According to the Bundesbank Executive Board member, investment firms translate savings into investment by structuring products, creating liquidity and providing support to companies on the market. A functioning, fair and transparent market depends on their contribution – and on a regulatory framework that remains effective, proportionate and understandable, he stressed. The Bundesbank is working together with the Federal Financial Supervisory Authority (BaFin) and consulting with academia, he said, to ensure that rules are clear and to create trust in the regulatory framework. 

Dialogue spanning practical experience, supervision and academia

BaFin President Mark Branson stressed in his speech that the regulation of investment firms has to be efficient and effective. He said that it should be less complex and more proportionate to avoid placing unreasonable burdens on smaller, low-risk institutions. Yet despite simplifications, adequate supervisory standards must be maintained.
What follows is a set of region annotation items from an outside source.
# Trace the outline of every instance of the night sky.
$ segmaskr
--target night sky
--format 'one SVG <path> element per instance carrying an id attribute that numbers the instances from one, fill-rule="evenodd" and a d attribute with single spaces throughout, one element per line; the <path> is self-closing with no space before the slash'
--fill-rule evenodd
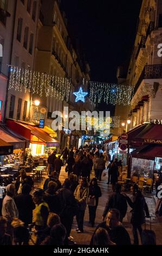
<path id="1" fill-rule="evenodd" d="M 70 35 L 90 68 L 90 80 L 116 83 L 118 66 L 129 60 L 142 0 L 61 0 Z"/>

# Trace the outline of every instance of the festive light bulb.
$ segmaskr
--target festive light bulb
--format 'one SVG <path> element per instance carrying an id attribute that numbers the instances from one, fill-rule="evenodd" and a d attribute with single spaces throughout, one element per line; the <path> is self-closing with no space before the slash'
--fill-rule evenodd
<path id="1" fill-rule="evenodd" d="M 34 101 L 34 103 L 35 106 L 38 106 L 40 104 L 40 101 L 39 100 L 36 100 Z"/>
<path id="2" fill-rule="evenodd" d="M 88 93 L 84 93 L 83 92 L 82 87 L 80 88 L 80 89 L 78 92 L 73 93 L 76 98 L 75 99 L 75 102 L 77 102 L 79 100 L 81 100 L 83 102 L 85 102 L 85 97 L 88 94 Z"/>

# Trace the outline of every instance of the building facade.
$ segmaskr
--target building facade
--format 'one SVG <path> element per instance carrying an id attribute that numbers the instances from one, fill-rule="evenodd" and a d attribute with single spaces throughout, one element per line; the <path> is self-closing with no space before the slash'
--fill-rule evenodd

Mr Branson emphasised that two important factors for achieving a deep and liquid capital market in Europe are simplified regulation, along with a stable and resilient financial sector. 

During the symposium, representatives from the European Banking Authority (EBA), De Nederlandsche Bank and academia discussed how the European legal framework for investment firms should be revised. 

The symposium’s participants also discussed the details of how to implement the legal requirements in practice and at the second legislative level. These included requirements for good corporate governance, minimum requirements for risk management and the remuneration regulation for investment firms. 

The experts also looked at the regulatory framework for investment firms from an academic perspective. For example, they discussed how the European Union regulation on artificial intelligence could affect supervision. The fact that standard processes do not yet exist in this field is one of the challenges involved in its implementation, according to the experts. 

This was the second symposium held by the Bundesbank’s University of Applied Sciences and the University of Basel. The symposium offers a platform for exchange between supervisory experts and representatives from both the financial sector and academia.